For this church:
The church comprises nave with north and south aisles, clerestory, western baptistery annexe, north porch (between the north aisle and north chancel chapel), chancel with north chapel, organ chamber to south, vestry and clergy vestry at the south-east angle, and a tower positioned at the north-west angle of the nave and north aisle, the ground floor serving as an entrance porch.
The date of construction of the building is entirely of 1911-12.
The nave has five bay arcades with octagonal piers to north and south giving into the aisles, and a small projecting canted bay forming a baptistery in the centre of the west wall.
The chancel has a north chapel, with two bay arcade, originally the Morning Chapel, and to the south the organ is located within a projection with vestries behind. There is an ornately moulded doorway leading to the vestries from the chancel and a further ogee-headed doorway beyond.

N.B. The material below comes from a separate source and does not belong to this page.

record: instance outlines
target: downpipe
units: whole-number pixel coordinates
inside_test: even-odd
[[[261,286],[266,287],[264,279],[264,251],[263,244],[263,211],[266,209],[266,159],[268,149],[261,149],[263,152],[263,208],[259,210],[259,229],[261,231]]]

The north-west tower has corner buttresses, four stages, with a plinth, string courses, decorative bands and inscribed bands in Latin below the belfry lights; the tower also has a crenellated parapet with traceried panels and a projecting stair turret on the north-east angle.
Timbers and roofs
Cast iron frame, Pickford Group 8.3.A with interspersed simple 'X' bracing, 1980.

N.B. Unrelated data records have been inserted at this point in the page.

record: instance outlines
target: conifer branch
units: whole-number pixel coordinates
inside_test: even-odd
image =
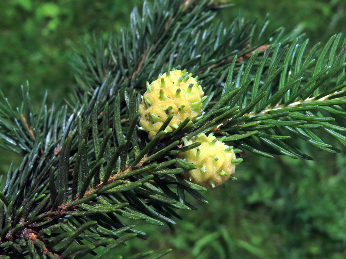
[[[237,18],[224,26],[215,21],[216,10],[204,2],[145,3],[119,36],[84,42],[73,58],[78,85],[67,105],[48,108],[44,100],[34,111],[23,89],[23,105],[14,109],[4,97],[0,146],[23,161],[10,166],[0,192],[0,255],[97,258],[135,237],[145,239],[124,220],[173,228],[174,209],[195,209],[190,196],[207,202],[198,192],[206,188],[182,177],[197,166],[177,157],[198,148],[201,142],[188,140],[203,133],[227,144],[234,166],[246,150],[312,159],[291,144],[292,135],[340,152],[315,129],[346,145],[341,35],[309,51],[307,40],[282,28],[264,36],[265,22],[256,29],[255,21]],[[203,115],[172,133],[169,116],[150,140],[138,125],[145,82],[173,67],[199,73],[209,97],[197,103]],[[170,251],[136,256],[155,259]]]

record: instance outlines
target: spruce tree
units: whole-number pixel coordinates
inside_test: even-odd
[[[0,258],[101,258],[130,239],[146,239],[136,220],[173,228],[177,210],[195,210],[191,201],[206,202],[200,192],[217,185],[192,173],[211,174],[221,160],[213,145],[222,147],[221,155],[234,155],[223,161],[236,171],[244,151],[312,160],[292,137],[340,152],[323,139],[329,134],[346,145],[341,34],[310,47],[295,32],[266,31],[267,21],[239,17],[225,26],[215,18],[225,7],[155,0],[135,8],[119,34],[82,40],[72,59],[76,87],[63,106],[48,107],[44,99],[35,110],[22,87],[22,104],[14,108],[1,94],[0,145],[22,162],[10,166],[0,192]],[[164,119],[155,110],[147,119],[161,126],[148,135],[151,129],[140,125],[145,93],[161,78],[157,100],[167,98],[165,78],[174,73],[179,85],[193,79],[184,91],[201,87],[203,96],[189,105],[200,107],[199,114],[178,125],[172,122],[172,106],[162,110]],[[191,154],[198,152],[213,159],[194,163]],[[214,171],[236,180],[231,170]]]

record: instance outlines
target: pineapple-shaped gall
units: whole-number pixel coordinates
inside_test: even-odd
[[[196,142],[199,146],[179,153],[179,158],[197,166],[197,169],[186,172],[184,177],[199,185],[213,188],[221,184],[234,174],[236,164],[231,162],[236,158],[233,147],[217,140],[211,134],[207,137],[201,134],[194,139],[184,139],[185,145]]]
[[[149,84],[139,105],[139,128],[149,133],[152,139],[170,114],[173,118],[164,130],[172,132],[188,117],[201,115],[202,103],[207,98],[198,78],[186,70],[165,73]]]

Not scheduled for preservation Grade 5.
Excavations and potential for survival of below-ground archaeology
There have been no known archaeological excavations.The standing fabric of the church dates entirely from a single phase of building in 1911-12 with a few internal additions of 1922, on a site that was woodland space previously. It is expected that below-ground stratigraphy will be uniformly that of the construction phase of 1911-12, with perhaps minor later disturbance.
The standing fabric of the entire building has importance as a complete early George V, pre-WWI, church, with only minor later additions (mostly 1922 in the north chancel chapel).
The churchyard is irregular, with the church positioned centrally. There are no burials.
The overall potential for the survival of below-ground pre-C19th archaeology in the church and churchyard, is considered to be UNKNOWN. The standing fabric of the church is of a single phase of 1911-12 and the potential for early C20th archaeology in the standing fabric is considered to be VERY HIGH.
Exterior: No burials, potential for pre-church archaeology but this is unknown.
Interior: Stratigraphy under the entire interior of the building is expected to comprise construction layers dating from 1911-12, with minor later disturbance.